Bisnis.com, JAKARTA – Penundaan dana yang didapatkan dari aksi korporasi berupa penawaran saham perdana atau initial public offering dianggap masih bisa dimaklumi di kondisi saat ini.
Salah satu contohnya emiten rumah sakit PT Metro Healthcare Indonesia Tbk. (CARE) yang mengakui belum menggunakan dana segar hasil dari aksi korporasi yakni penawaran saham perdana awal tahun 2020.
Berdasarkan catatan Bisnis, perusahaan yang resmi melantai di Bursa Efek Indonesia pada Jumat (13/3/2020) lalu ini menjadi emiten dengan perolehan dana hasil IPO terbesar sepanjang tahun ini yakni sebesar Rp1,1 triliun.
Direktur Utama Metro Healthcare Indonesia Henry Kembaren mengakui bahwa rencana penggunaan dana hasil IPO masih tertunda hingga saat ini. “Berhubung adanya pandemi sejak kami IPO, maka rencana penggunaan hasil IPO masih tertunda, belum didistribusikan,” ungkapnya kepada Bisnis pertengahan September lalu.
Lebih lanjut Henry mengatakan bahwa aksi ekspansi berupa pembangunan rumah sakit di Majalaya, Kabupaten Bandung, Jawa Barat pun masih terkendala penyelesaian perizinan sampai dengan saat ini.

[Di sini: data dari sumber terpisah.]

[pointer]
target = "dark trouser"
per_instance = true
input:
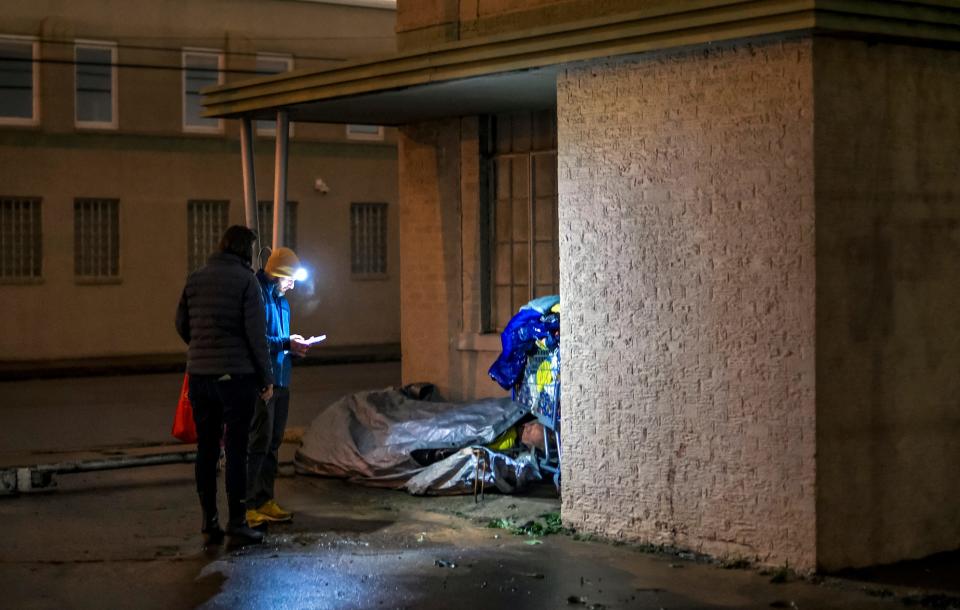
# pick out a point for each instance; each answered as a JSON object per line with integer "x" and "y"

Menurutnya, dalam perencanaan perseroan, dana yang dibutuhkan untuk pembangunan rumah sakit tersebut beserta pengadaan peralatannya memakan dana hingga Rp300 miliar.
Baca Juga
“Sepertinya proses pembangunan baru bisa dimulai awal tahun depan. Kami berharap di akhir tahun depan seluruh proses pembangunan dapat diselesaikan,” sambungnya.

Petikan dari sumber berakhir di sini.